The aim of this study was to optimize the blasting parameters through a numerical analysis of a copper open pit mine in hard rock. Oversized fragments formed and impacted the overall mine production, mostly crushing operations. The design blasting parameters were evaluated and calibrated to achieve the best rock fragmentation size for the mining system. For this purpose, the specific objectives were (i) the data collection and 3D model construction in Blo-Up software; (ii) the calibration of historical data; and (iii) predictive analysis.

1.2. Blo-Up Software

Blo-Up is a numerical model that combines 3D continuum and discontinuum numerical methods (Figure 1) to reproduce general trends in nonideal detonation, rock fracturing and muckpile formation. The first model component, “Programmed Burn”, is used to model the detonation process and axial blasthole flow. For the second component, a continuum method is used to represent the near-blasthole volume and the detonation process. The third component adopts a discrete element method (DEM) to represent the rock mass and model the wave propagation and initial fragmentation through muckpile formation [9].

1.2.1. Explosive Model

According to Castro and Valencia [18], the numerical modelling process involves modelling using the data blasting parameters (density, energy, reaction extent, equations of state of the products and velocity of detonation-VOD). The model used is a nonideal detonation model [19]. These data are represented in the central zone of a continuum FLAC model with axial symmetry, developed by Itasca [20]. Then, the detonation process, expansion and axial flow of the detonation products are simulated through a programmed detonation algorithm [21]. The energy is released to the zones representing the explosive based on a predetermined VOD.
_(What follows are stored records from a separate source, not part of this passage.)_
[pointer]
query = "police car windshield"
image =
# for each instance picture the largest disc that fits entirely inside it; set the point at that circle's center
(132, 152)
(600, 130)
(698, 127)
1.2.2. Main Rock Body Representation

The FLAC zones are united in a simulation based on the “lattice” DEM. The rock mass is represented as a set of nodes connected by elastic springs with tensile strength and a viscous damping mechanism [18] (Figure 2).
The energy dissipation that occurs in real rock masses is allowable by this viscous damping mechanism and is dependent on a factor “α”, with 0 ≤ α ≤ 1. Although Blo-Up explicitly incorporates the presence of node sets in the rock mass, these are planes in which the tensile strength of the springs that cut through the plane is decreased by a factor “F”, with 0 ≤ F ≤ 1 [18].

1.2.3. Fracture Mechanics in Blo-Up

The fracture mechanics and wave propagation in the rock mass are represented in the Blo-Up model. During the energy transmission through the rock mass, motion equations are generated for each point in the mass as a function of the sum of unbalanced forces [18], as shown in Equation (1).
f = f c + f d + f g = m   ( X ¨     g )
where f c is the force from lattice springs, f d   is the viscous damping force and f g is the gravitational force.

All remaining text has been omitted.